ROCKLAND, Maine (NEWS CENTER) -- Veterans in the midcoast area are celebrating completion of a long-planned memorial in Rockland. The Midcoast Veterans Memorial was formally dedicated last Friday, but local people have been planning and raising money for the project for more than sixteen years.
Mike McNeil of Rockland, a Vietnam veteran himself, started the project and has continued to be its chairman ever since. McNeil says his idea was to have a monument to all veterans in the area, and feature their pictures and personal stories. That has been done through the use of special "tiles" that will cover the wall of the monument. There are 275 in place now, and McNeil says they have room for hundreds more.

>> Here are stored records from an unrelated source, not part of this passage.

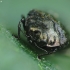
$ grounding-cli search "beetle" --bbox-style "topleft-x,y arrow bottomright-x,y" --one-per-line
18,9 -> 67,57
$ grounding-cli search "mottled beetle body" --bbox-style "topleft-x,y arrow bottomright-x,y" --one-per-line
18,10 -> 67,55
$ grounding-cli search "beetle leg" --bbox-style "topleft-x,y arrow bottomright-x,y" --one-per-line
38,52 -> 53,59
18,22 -> 21,39
18,15 -> 25,39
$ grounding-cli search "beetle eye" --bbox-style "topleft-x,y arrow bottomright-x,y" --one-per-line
34,30 -> 41,35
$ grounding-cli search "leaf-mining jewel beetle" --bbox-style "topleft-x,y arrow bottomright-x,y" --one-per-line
18,9 -> 67,57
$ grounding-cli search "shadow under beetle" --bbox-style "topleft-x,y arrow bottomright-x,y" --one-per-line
18,10 -> 67,57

The site for the memorial may be as significant as the monument itself. It is located next to the American Legion hall, on land donated by the Legion. And the land was used in 1861 for an encampment by the 4th Maine Infantry Regiment, which gathered in Rockland and then headed off to fight the Civil War.

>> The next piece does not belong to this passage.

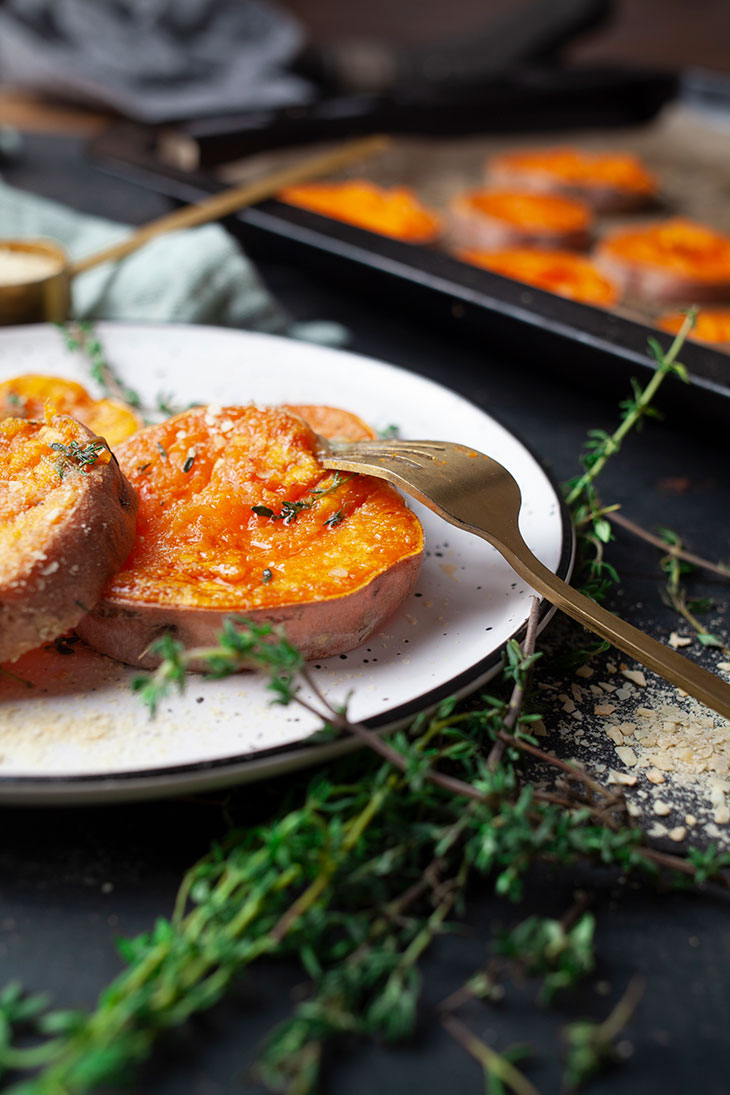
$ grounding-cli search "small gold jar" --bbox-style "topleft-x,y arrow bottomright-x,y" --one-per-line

The one photo of that camp shows a flag flying above the field, and Legion members say they believe a piece of granite ledge a short distance above the memorial was used to hold that same flag. The stone was discovered when they mowed the field before construction of the memorial. It has a round hole drilled into the top of the stone, which the veterans say was done to hold the flagstaff. A new metal flagpole stands beside it now.
Capt. David Sulin, a Navy veteran and Civil War historian from Rockland, says some 900 soldiers marched off with the 4th Maine back in 1961, and only a few hundred ever came home. "This is historic ground", says Sulin, and "an outstanding spot" for the memorial.
Those who want to visit the memorial will find it next to the American Legion Hall off Lime Rock Street in Rockland.